Die Sehenswürdigkeiten von Lindisfarne

Der Causeway endet an einem großen Parkplatz für Tagesausflügler. Hier befindet sich auch die Bushaltestelle. Der einzige Ort von Holy Island ist in wenigen Minuten durchquert. An seinem Südende befinden sich die Ruinen des mittelalterlichen Klosters neben der heutigen Kirche St Mary The Virgin, überwacht von einer Statue von St Aidan. Obwohl nur noch Grundmauern zu sehen sind, wird doch £7.00 Eintritt verlangt.

Von hier führt der Weg zum rauen Holy Island Beach und weiter zur Hauptsehenswürdigkeit der Insel, Lindisfarne Castle. Es ist empfehlenswert, Eintrittskarten vorab online zu buchen, denn pro Tag wird nur eine bestimmte Anzahl Tickets verkauft, um Überfüllung zu vermeiden. Der Eintritt kostet £8.50 für Erwachsene, Kinder zahlen die Hälfte.
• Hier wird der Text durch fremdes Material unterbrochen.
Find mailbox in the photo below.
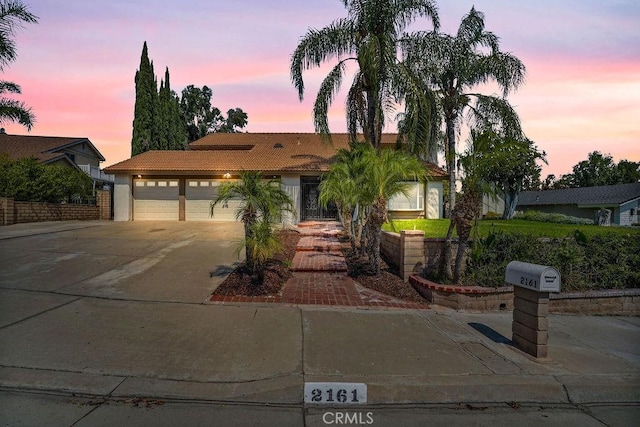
[504,261,560,292]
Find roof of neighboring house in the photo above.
[105,133,447,178]
[0,133,104,163]
[518,182,640,207]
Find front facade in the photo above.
[517,182,640,225]
[107,133,445,224]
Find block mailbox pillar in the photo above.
[505,261,560,358]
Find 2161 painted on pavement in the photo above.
[304,383,367,405]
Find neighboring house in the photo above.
[0,133,114,187]
[517,182,640,225]
[106,133,446,223]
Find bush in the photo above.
[0,156,92,203]
[462,232,640,291]
[515,211,594,225]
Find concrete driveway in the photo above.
[0,222,640,426]
[0,221,242,303]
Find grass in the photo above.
[382,219,640,238]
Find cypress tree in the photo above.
[156,68,171,150]
[164,68,187,150]
[131,41,158,156]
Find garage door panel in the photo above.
[133,179,180,221]
[185,180,241,221]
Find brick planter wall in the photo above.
[0,197,15,225]
[549,289,640,316]
[409,274,513,311]
[409,274,640,316]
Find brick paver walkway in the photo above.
[211,222,426,309]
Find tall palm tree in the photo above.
[319,142,370,250]
[320,142,426,275]
[361,149,426,276]
[0,0,38,130]
[290,0,439,148]
[210,171,295,273]
[403,7,525,211]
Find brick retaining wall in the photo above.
[14,202,100,224]
[0,197,101,225]
[409,274,640,316]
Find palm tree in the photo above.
[320,142,426,276]
[319,142,370,250]
[210,171,295,273]
[290,0,439,148]
[0,0,38,130]
[403,7,525,211]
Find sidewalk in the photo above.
[0,223,640,427]
[211,222,428,309]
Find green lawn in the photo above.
[383,219,640,237]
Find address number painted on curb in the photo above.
[304,383,367,405]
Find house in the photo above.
[516,182,640,225]
[0,129,114,187]
[106,133,446,223]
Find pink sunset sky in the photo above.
[2,0,640,178]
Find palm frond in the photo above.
[290,19,355,100]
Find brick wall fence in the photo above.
[380,230,640,316]
[0,190,111,225]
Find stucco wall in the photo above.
[113,175,133,221]
[425,181,444,219]
[620,200,640,225]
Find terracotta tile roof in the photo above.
[0,133,104,163]
[105,133,446,177]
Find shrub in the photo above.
[463,232,640,291]
[0,156,92,203]
[515,211,594,225]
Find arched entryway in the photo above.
[300,176,338,221]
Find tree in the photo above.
[180,85,248,142]
[0,0,38,130]
[217,108,247,133]
[616,160,640,184]
[319,142,369,253]
[180,85,221,142]
[542,151,640,190]
[158,68,187,150]
[131,41,158,156]
[440,131,494,284]
[404,7,525,217]
[211,171,295,274]
[0,155,92,203]
[465,131,546,219]
[320,142,426,276]
[290,0,439,148]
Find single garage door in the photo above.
[133,179,179,221]
[185,179,240,221]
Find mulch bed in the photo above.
[213,230,300,296]
[213,230,427,304]
[342,244,427,304]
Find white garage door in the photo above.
[185,179,240,221]
[133,179,179,221]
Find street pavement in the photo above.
[0,222,640,426]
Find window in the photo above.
[388,182,424,211]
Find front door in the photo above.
[300,176,337,221]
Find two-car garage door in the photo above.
[185,179,240,221]
[133,179,179,220]
[133,179,240,221]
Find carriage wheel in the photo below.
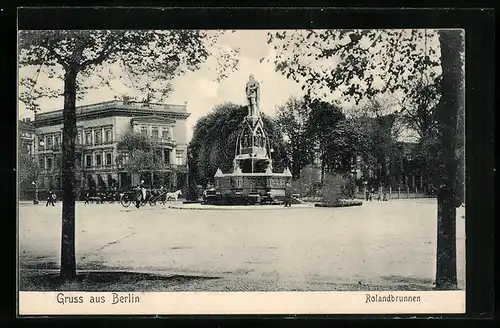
[120,196,132,207]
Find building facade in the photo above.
[33,101,190,190]
[18,118,36,156]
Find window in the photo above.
[85,131,92,145]
[151,127,158,138]
[161,128,169,140]
[104,129,113,142]
[45,136,52,149]
[175,153,183,165]
[163,149,170,165]
[95,130,102,145]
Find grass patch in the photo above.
[19,270,218,292]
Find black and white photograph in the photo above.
[17,17,467,314]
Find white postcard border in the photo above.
[18,290,465,316]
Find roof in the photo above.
[34,100,190,126]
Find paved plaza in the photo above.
[19,199,465,288]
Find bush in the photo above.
[321,173,356,204]
[292,165,321,197]
[321,173,345,205]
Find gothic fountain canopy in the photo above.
[214,75,292,203]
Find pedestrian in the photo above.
[45,190,56,207]
[285,182,292,207]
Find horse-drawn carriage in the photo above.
[120,189,182,208]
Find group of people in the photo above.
[45,190,57,207]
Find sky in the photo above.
[19,30,303,140]
[19,30,437,140]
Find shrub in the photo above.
[321,173,356,204]
[321,173,345,205]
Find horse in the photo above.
[165,190,182,201]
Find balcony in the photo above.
[150,137,175,146]
[81,164,118,172]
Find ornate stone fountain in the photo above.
[210,75,292,205]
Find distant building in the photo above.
[33,101,190,190]
[18,118,36,156]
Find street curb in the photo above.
[168,205,314,211]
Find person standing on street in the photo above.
[45,190,56,207]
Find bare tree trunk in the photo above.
[60,68,77,280]
[436,30,464,289]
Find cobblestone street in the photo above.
[19,199,465,289]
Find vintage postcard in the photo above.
[18,29,466,315]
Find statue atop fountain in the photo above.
[210,74,292,205]
[245,74,260,117]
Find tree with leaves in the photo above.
[18,30,235,280]
[268,29,464,289]
[307,100,362,182]
[116,132,165,187]
[189,102,288,185]
[276,97,314,180]
[351,98,401,186]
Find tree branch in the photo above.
[79,39,114,71]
Im Eintritt eingeschlossen ist ein Besuch von Gertrude Jekyll’s Garten, einer in England sehr bekannten Gärtnerin, die im späten 19. Jahrhundert und frühen 20. Jahrhundert mehrere hundert wunderschöne Gärten in Großbritannien und den USA entwarf.

Von hier aus führt der Weg entweder direkt in den Ort zurück oder einmal rund um die Ost- und Nordküste von Lindisfarne. Im Dorf lohnt sich ein Besuch im Heritage Centre, das die Geschichte von Holy Island erzählt. Auch das Old Lifeboat Station Museum ist einen Blick wert, denn es zeigt wie wichtig die Arbeit der Seenotretter an der Küste ist.

Übernachten auf Lindisfarne

Manche kommen freiwillig, andere müssen auf Lindisfarne übernachten, weil sie die Gezeiten nicht im Auge behalten haben. Zum Glück gibt es neben Ferienhäusern auch eine Reihe kleiner Gasthöfe und Bed & Breakfasts wie das Manor House Hotel und das Ship Inn, die jedoch nicht billig sind. Wer es einrichten kann, sollte lieber auf dem Festland wohnen und sich einige Tage Zeit nehmen, die vielen Sehenswürdigkeiten von Northumbria nördlich von Newcastle zu erkunden.